Ökostromumlage soll sinken

Zeitungs- und Medienberichten zufolge können die Verbraucher mit einer sinkenden Ökostromumlage rechnen.  Experten sind sich einig, dass es außer Frage stehe, dass es im kommenden Jahr eine Erleichterung für die Stromkunden gebe, die Frage sei lediglich wie hoch diese ausfallen werde.

Übereinstimmenden Berichten der Deutschen-Presse-Agentur (dpa) und der Frankfurter Allgemeinen Zeitung (FAZ) zufolge, könnten die Verbraucher in Deutschland erstmals seit der Einführung der Ökostromumlage im Rahmen des Erneuerbare-Energien-Gesetzes, kurz EEG, auf ein leichtes Sinken der Umlage und damit auf eine Stabilisierung ihrer Stromkosten hoffen. Auch wenn die Ausgaben für die Vergütung von Solarstrom im Sommer hoch gewesen seien, so sei das Umlagen-Konto dank eines eingebauten Puffers mit einem Plus von 1,06 Milliarden Euro so gut gefüllt wie noch nie. Der eingebaute Puffer tat seine Wirkung, denn im Vorjahr wies das Konto zum selben Zeitraum noch ein Minus von 1,5 Milliarden Euro auf. 

Als Basis für die Berechnung der Umlagenhöhe für das kommende Jahr, gilt der Kontostand Ende September als maßgebend, daher gilt nun ein Sinken der Umlage als sicher.
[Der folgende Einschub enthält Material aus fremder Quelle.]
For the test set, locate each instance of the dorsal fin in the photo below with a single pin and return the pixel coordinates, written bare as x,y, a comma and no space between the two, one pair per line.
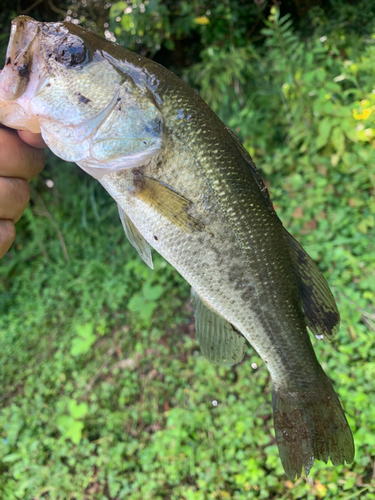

In Kreisen der zuständigen Netzbetreiber stelle sich nach der Abrechnung der Einnahmen und Ausgaben bis Ende August nicht mehr die Frage, ob die Umlage sinke, sondern wie stark, schreibt die FAZ. In diesem Jahr fielen bisher rund 14,7 Milliarden Euro Förderkosten an. Die Umlage für 2015 wird am 15. Oktober von den für die Verwaltung des Kontos zuständigen Übertragungsnetzbetreibern bekanntgegeben.

Getragen wird die Umlage von den Verbrauchern über den Strompreis. Aktuell beträgt sie 6,24 Cent pro kWh und macht damit 18 % des Strompreises aus. Ein Haushalt mit einem Verbrauch von 4.000 kWh zahlt ohne Mehrwertsteuer derzeit knapp 250 Euro im Jahr an Ökostrom-Umlage.